Nezha sits down on the pier, like he always does, and looks up at the moon. He hopes he will reach her. He cannot know if he does, but he likes to pretend he can see her face in the stars. She was a god, after all. They should carve her into the sky for everyone to see.
“You’re making it really fucking hard to do what you asked of me,” He says, a hand aimlessly making little whirlpools in the water under him.
“None of them think I can do it. I think most people just want me dead,” he says, and he laughs to himself. As if though he too doesn’t pray that someone will come slit his throat in the dead of the night. As if though he doesn’t want it more than anything.
“It would be nice,” he starts. “I would get to see you again, at least. Is it quiet up there, Rin? Does he leave you alone there?” Nezha wonders what Rin is like, after all this time, without the Phoenix. Does she rest easy? Is her head not so loud anymore? Nezha cannot imagine Rin as calm, cannot imagine her as gentle. She was always chaos incarnate. He hopes wherever she is, it’s somewhere beautiful. He hopes she’s shown all the kindness she did not get in her first life.
“I used to have nightmares about you dying,” he says, swallowing the lump in his throat. He doesn’t know why it feels like he’s choking. He doesn’t know why he can’t breathe.

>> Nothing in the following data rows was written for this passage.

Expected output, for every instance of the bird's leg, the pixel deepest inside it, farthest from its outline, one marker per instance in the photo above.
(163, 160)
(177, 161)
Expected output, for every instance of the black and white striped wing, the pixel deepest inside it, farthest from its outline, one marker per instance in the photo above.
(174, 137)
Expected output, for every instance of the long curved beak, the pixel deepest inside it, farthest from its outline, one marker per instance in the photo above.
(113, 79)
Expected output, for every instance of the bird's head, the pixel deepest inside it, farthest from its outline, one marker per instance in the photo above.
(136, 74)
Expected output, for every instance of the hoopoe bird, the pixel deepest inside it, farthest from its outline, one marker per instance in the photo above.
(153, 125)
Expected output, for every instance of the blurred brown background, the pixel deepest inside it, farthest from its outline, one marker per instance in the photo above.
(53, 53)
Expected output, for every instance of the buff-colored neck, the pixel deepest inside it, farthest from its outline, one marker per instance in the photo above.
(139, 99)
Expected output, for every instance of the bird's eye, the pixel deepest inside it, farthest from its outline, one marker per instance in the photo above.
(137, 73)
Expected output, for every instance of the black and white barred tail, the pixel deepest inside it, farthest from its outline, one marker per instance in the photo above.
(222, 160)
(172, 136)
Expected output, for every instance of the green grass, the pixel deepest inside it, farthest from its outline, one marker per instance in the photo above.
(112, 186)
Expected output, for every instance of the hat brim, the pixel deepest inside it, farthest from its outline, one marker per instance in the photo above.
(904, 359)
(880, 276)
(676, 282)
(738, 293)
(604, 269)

“I always had the knife in my hand, every time. You must have known, right? Why else would you make me do it? Why would you make me do it?” Nezha can feel the hot tears start to stream down his face but he does not wipe them away. He allows himself this much. He has to.

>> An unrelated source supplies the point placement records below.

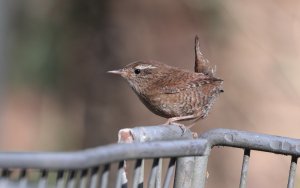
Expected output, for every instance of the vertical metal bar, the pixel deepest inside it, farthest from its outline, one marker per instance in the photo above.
(84, 178)
(169, 173)
(184, 172)
(138, 177)
(155, 175)
(71, 180)
(292, 173)
(43, 179)
(60, 179)
(104, 176)
(244, 171)
(95, 177)
(200, 172)
(121, 177)
(23, 179)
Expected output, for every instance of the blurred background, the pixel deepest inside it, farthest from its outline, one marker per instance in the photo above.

“What the fuck is wrong with you Rin?” He’s screaming now, hands balled into fists. “It didn’t have to fucking be like this. We could have made it out, all of us. Gods, what the fuck? ” He bites down on his fist to muffle the scream he lets out, the muffle the wail that wracks through his body. He howls like the world is coming down around him. The funny thing is his world already fell apart that day on Speer. Slowly, his screams turn to sobs, which then turn into silence. He wipes at his face and lets out a laugh.
“They call me the Wailing Prince, you know. They talk about us like we’re some great love story. I never even got to hold you. I never even got to tell you,” he says, voice growing soft. He looks up at the moon and sighs. Is this how the Red Emporer felt after he lost Tearza? Is this what it’s like? To be the one left standing?
“The closest I get to being with you again is fire. Sometimes I press a flame to my skin just so it can feel like you’re here again. I would do anything to be burned by you. At least you’d be here then,” he says, swallowing the guilt in his throat. He would never really tell her this, but he knows she doesn’t hear him. In his heart, he knows.
“When I see you in my dreams you tell me you’re okay. You tell me the Phoenix doesn’t touch you there, that you, Kitay, and Venka are finally safe. You look so happy it makes me angry. You left me here alone, to take care of this all, and it’s too heavy. I can’t bear it. I can’t bear it. But you told me to fix this, and I owe you that much. I’m tired of this debt.”
“It should have been you,” he says. It should have been me, she would say. But you’re the one who got out. So fix what I could not. Be what I could not. I left you here because you’re the only one left who can do this. Don’t let me down again.
Nezha stands and turns his eyes to the sky, one last time. He resists the urge to rip his heart out of his chest and throw up until it collides with whatever star she’s made her home. He misses her so much it hurts. He loves her so much it hurts. Sometimes he thinks she must have carved his heart out in his sleep and press it into her chest so that she would always hold his beating heart in her chest. He doesn’t know how he’s supposed to go on when his heart is buried six feet underground with her.
He just wants to hear her laugh again. Just once. He would bury Nikan under the sea if it meant getting to hear her laugh again, if it meant getting to see her again. She would not do the same, he knows this. But it doesn’t matter. It never mattered.
“Until we meet again,” he says, before making his way down the pier and back to Arlong.